Praticamente qualquer dano ao corpo pode ser recuperado usando nanobots e restos do próprio corpo, sendo um processo dispendioso que pode demorar alguns dias. A excepção estará na morte por fogo ou ácido que destruiria tanto os nanobots como o DNA, não restando, dessa forma, nada para recuperar.

A história centra-se em dois jovens que, vivendo vidas bastante diferentes, acabam por ser escolhidos, a contragosto, pelo ceifador Faraday como seus pupilos. Dado o poder que têm sobre a morte, os ceifadores são considerados como personalidades VIP, não tendo que pagar por nada, impondo a sua presença quando o pretendem. Tal nível de poder faz com que haja grande cuidado na escolha dos perfis. Pelo menos para alguns ceifadores.

Faraday escolhe Citra, uma rapariga que revela forte ética e vive com uma família unida e equilibrada, e Rowan, um rapaz pouco popular mas empático, que possui uma família disfuncional. Ainda que, inicialmente, o tipo de competição que existe entre ambos seja equilibrado e saudável, a situação toma contornos doentios quando, no seguimento de uma conferência de ceifadores, é decidido que só um sobreviverá e que aquele que conseguir ser ceifador terá de colher o outro.

Focando-se em personagens jovens, a narrativa consegue apresentar a dose apropriada de drama, mostrando como os dois crescem e assumem preocupações mais adultas com a dura missão a que são submetidos. O caminho como aprendiz de ceifador é exigente do ponto de vista mental e físico, com o decorar de vários tipos de venenos (e outras formas de eliminar pessoas) e com práticas marciais constantes.

A caracterização das personagens não é exaustiva. Aliás, inicialmente até é reduzida, com a apresentação de pequenos episódios que nos mostram as suas principais características. Mas é o suficiente e vai sendo confirmada e fortalecida com novos episódios ao longo da narrativa. Sendo um livro YA, onde o ritmo é importante, diria que existe equilíbrio entre a acção e a caracterização, resultando num ritmo interessante – não excessivo, mas o suficiente para que a leitura vá acelerando com a progressão da história. Não é propriamente um page turner, mas cativa o suficiente para ter pegado no segundo volume logo a seguir a terminar este.

A par com a caracterização ou momentos mais pausados, existe alguma acção e tensão, bem como pequenos segredos (de diversas personagens) que vão sendo apresentados e explorados.
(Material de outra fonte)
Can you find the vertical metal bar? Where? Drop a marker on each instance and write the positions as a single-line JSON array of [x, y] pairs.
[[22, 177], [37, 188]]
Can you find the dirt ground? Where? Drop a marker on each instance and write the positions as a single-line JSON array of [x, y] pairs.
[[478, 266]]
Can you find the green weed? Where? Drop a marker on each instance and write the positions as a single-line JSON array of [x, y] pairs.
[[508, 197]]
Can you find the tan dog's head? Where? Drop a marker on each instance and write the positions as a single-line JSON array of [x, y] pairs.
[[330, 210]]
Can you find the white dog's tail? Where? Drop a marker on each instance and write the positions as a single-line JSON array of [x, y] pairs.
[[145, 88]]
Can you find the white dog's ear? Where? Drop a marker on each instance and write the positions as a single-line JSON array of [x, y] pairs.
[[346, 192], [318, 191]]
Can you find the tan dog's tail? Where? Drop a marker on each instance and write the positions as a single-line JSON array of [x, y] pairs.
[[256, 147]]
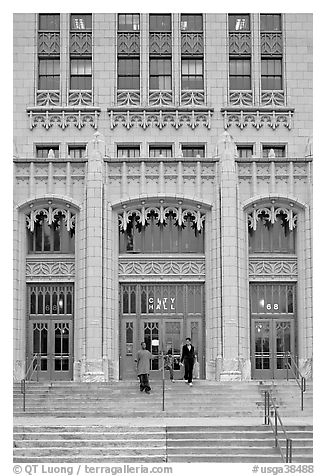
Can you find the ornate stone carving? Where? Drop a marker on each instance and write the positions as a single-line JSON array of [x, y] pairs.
[[45, 268], [62, 118], [239, 43], [192, 44], [271, 43], [269, 267], [80, 98], [270, 214], [81, 43], [160, 119], [48, 43], [257, 118], [129, 268], [160, 98], [179, 213], [192, 98], [128, 98], [128, 43], [48, 98], [272, 98], [51, 215], [160, 43], [240, 98]]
Existem, também, momentos mais introspectivos ou informacionais que ajudam a compreender um pouco melhor as regras deste futuro.

A narrativa consegue ir surpreendendo, com o apresentar de novas reviravoltas quando achamos que está estabelecida a base para a progressão da história – reviravoltas estas que agudizam ou se sobrepõem ao conflito inicial, tornando-o progressivamente menos relevante.
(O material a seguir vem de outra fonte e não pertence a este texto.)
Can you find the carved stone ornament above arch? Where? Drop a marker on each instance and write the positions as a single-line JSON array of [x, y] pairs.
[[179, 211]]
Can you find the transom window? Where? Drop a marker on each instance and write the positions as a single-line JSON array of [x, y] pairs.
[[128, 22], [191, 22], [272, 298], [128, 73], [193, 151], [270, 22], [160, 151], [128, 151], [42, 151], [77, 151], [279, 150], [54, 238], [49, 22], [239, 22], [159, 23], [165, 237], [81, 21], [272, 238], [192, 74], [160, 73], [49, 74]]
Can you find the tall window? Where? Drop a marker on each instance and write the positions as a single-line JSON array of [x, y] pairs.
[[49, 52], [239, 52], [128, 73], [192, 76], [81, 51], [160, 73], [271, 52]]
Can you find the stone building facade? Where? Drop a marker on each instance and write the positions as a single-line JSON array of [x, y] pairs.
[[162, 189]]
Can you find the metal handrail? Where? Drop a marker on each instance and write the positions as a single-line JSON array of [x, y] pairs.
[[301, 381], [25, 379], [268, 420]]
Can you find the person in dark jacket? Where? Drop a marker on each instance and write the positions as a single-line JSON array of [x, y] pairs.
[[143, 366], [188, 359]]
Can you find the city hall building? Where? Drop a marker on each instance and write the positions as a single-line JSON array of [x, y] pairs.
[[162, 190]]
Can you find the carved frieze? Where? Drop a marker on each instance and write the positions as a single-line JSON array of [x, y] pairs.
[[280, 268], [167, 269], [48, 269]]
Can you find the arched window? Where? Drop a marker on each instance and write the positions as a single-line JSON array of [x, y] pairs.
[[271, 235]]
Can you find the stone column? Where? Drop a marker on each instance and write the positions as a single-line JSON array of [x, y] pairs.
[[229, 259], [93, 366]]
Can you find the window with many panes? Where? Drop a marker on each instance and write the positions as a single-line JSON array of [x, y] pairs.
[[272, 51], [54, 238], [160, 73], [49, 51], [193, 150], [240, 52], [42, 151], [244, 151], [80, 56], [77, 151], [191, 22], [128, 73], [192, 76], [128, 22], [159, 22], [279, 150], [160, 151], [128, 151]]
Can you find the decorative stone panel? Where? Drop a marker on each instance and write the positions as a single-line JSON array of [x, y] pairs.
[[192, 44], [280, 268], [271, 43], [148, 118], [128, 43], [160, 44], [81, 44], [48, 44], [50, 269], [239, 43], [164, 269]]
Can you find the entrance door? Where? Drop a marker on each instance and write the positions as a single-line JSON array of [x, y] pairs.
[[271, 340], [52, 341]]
Pegando neste volume como ficção científica, existem vários elementos interessantes e bem explorados, ainda que existam, também, detalhes tecnológicos pouco desenvolvidos ou pouco explicados. Diria que uma das componentes mais curiosas (que é explorada tangencialmente) é a questão sobre o sentido da vida – num mundo onde tudo se conhece, onde a imortalidade é uma realidade e a doença deixou de existir, qual o objectivo? A que podem aspirar as pessoas? De onde vem a concretização? Saindo do núcleo dos ceifadores vemos esta questão abordada com algumas personagens secundárias que, naquela realidade, parecem estar estagnadas.
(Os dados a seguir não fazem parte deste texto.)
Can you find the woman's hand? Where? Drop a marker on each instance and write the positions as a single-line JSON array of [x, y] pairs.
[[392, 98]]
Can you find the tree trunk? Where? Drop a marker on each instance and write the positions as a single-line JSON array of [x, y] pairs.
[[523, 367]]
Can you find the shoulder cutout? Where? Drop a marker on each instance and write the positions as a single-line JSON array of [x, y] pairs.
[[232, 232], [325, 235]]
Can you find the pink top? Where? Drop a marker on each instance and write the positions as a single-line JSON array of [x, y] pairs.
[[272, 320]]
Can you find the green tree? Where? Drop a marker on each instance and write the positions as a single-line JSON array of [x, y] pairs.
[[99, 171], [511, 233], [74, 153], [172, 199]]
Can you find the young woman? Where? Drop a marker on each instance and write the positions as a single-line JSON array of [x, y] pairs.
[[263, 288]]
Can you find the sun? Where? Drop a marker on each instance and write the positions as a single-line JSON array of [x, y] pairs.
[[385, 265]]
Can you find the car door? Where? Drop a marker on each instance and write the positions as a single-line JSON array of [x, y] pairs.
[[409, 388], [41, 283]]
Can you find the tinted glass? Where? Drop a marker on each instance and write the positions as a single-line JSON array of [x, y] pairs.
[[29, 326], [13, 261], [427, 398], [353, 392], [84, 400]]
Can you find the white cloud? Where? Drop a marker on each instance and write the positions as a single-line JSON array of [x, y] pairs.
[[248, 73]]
Ceifador é o primeiro volume de uma trilogia YA, que consegue surpreender pela fluidez da narrativa, ao usar uma premissa de ficção científica e ao desenvolver uma sociedade que, tendo algumas semelhanças com a nossa, parece ter atingido o auge daquilo a que podem aspirar os seres humanos. Que tipo de futuro pode existir neste futuro? Esta é uma das questões que, dadas as primeiras páginas do segundo volume, parece-me que será desenvolvida com a progressão da história.